The view from our building was disheartening. I turned to my boss and said, "you were right to never walk near it." We silently watched news helicopters, ambulances, and black unmarked vehicles pull onto our now blocked-off street. "If that crane fell, would it reach us?" I asked idly. "No, I don't think so," said Jason, "but it would crush that storage building." "Oh," said my boss, I have things in there." "Anything you need?" asked Jason. "Oh no, just family heirlooms, nothing I really need to go in there for."
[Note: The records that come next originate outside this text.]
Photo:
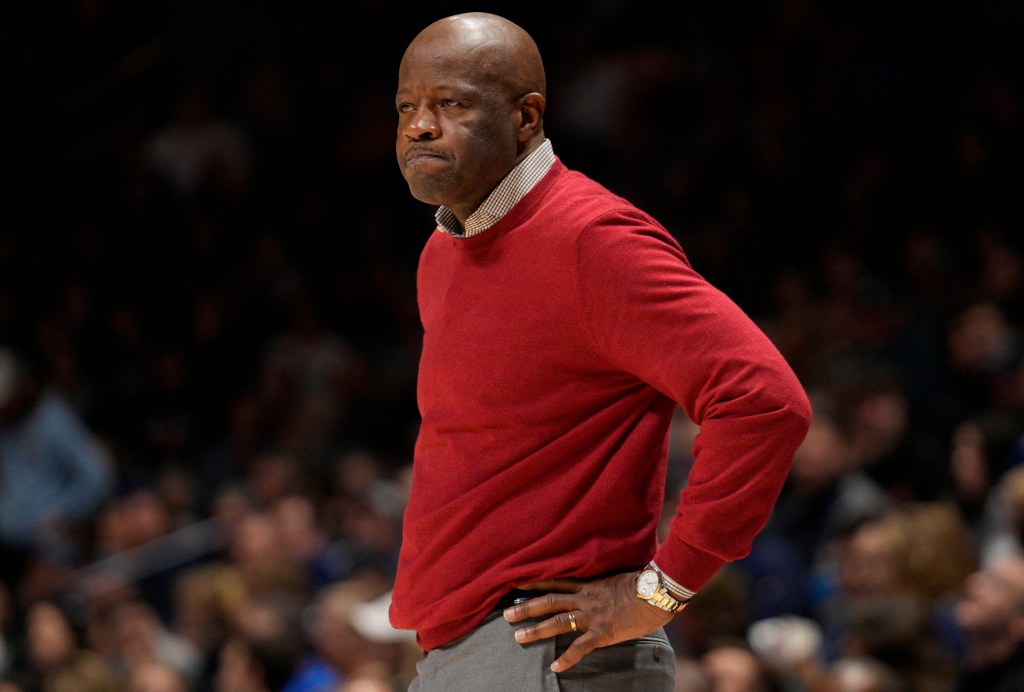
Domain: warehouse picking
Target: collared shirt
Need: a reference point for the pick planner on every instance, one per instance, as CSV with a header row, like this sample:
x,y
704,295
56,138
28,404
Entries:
x,y
508,192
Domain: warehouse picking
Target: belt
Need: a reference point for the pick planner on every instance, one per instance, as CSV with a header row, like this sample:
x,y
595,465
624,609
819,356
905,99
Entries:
x,y
513,597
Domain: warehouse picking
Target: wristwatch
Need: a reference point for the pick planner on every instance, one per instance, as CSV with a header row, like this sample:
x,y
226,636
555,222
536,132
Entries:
x,y
651,588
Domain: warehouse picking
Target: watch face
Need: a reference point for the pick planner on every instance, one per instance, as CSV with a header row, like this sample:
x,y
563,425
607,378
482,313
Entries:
x,y
647,582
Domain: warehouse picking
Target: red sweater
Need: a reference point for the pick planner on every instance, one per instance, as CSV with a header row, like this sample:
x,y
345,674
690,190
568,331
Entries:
x,y
555,348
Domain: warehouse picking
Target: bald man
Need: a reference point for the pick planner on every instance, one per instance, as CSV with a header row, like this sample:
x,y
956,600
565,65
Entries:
x,y
562,328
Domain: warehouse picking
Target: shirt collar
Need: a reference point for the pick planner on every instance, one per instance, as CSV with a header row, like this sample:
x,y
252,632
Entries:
x,y
509,191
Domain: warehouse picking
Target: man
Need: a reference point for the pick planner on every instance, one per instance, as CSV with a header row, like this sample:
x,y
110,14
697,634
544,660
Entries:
x,y
561,327
991,616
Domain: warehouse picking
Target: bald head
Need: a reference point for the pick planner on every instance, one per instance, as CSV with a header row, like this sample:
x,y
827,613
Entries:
x,y
470,104
501,50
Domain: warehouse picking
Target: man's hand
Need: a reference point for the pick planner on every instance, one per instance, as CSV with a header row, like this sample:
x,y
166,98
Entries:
x,y
605,610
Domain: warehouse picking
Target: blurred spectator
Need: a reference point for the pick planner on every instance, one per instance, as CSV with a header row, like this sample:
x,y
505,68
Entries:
x,y
156,677
991,614
858,675
790,646
129,634
54,472
897,575
827,491
736,668
56,658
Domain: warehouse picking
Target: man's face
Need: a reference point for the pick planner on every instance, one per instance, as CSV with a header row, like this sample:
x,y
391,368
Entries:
x,y
457,125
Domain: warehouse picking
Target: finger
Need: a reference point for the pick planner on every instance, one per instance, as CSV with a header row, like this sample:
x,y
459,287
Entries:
x,y
580,647
540,606
563,622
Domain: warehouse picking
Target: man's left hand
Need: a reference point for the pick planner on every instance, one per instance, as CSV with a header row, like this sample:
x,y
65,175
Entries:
x,y
605,610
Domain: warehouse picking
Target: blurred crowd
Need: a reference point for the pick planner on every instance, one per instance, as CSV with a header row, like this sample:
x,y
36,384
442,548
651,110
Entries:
x,y
209,338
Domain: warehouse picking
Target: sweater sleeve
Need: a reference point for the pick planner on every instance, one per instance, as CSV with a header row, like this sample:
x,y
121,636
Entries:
x,y
649,313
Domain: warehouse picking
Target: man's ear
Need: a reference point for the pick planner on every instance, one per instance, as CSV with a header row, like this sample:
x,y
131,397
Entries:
x,y
530,116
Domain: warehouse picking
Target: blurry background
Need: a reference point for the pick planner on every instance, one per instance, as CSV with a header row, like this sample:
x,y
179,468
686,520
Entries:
x,y
208,252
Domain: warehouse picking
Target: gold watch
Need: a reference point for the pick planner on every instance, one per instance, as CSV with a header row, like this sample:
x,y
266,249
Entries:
x,y
650,588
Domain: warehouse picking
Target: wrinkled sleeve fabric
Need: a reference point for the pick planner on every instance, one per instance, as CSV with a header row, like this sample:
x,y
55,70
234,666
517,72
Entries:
x,y
650,313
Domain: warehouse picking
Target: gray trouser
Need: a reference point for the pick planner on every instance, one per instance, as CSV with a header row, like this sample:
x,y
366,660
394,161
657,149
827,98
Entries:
x,y
489,659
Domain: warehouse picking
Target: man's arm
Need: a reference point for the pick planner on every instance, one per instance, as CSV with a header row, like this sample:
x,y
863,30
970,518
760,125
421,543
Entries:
x,y
652,315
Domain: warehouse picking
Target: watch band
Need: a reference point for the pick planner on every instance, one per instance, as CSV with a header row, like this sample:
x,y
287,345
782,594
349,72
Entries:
x,y
676,590
663,600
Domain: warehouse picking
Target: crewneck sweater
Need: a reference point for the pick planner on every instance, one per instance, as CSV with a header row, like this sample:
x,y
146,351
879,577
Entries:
x,y
556,347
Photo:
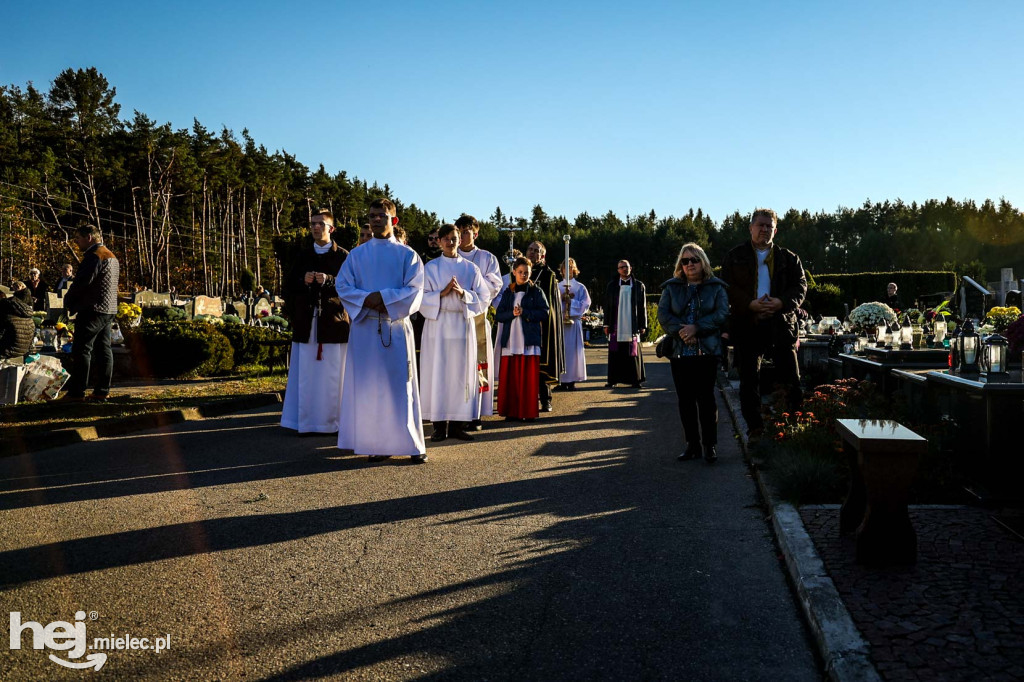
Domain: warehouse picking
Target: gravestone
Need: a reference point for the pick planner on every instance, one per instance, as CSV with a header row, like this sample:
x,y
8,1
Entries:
x,y
205,305
54,305
262,308
151,299
973,299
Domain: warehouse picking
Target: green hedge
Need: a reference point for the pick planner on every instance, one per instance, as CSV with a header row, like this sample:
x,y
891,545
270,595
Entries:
x,y
860,288
248,349
180,349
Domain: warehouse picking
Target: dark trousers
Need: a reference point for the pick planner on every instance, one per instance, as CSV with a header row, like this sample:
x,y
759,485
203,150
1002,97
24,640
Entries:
x,y
694,380
545,392
748,354
92,342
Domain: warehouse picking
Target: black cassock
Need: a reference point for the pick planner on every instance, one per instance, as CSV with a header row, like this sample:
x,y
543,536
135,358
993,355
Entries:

But, as so often happens, when something is too horrible, you just have to laugh. From where we stood, a poster advertising the storage building appeared to reach over to the tower. The theme is that storage is so compelling you will put everything you own, including all your clothing, into their care. A naked woman, back to us, is contemplating her nicely emptied closet. Just beyond the edge of the ad, I could see the tattered netting and splintered wooden scaffolding. "Well, both buildings now have cracks in them," I say.
As I photograph the poster, a passerby tells me how shameful I am to photograph a tragedy and laugh about it.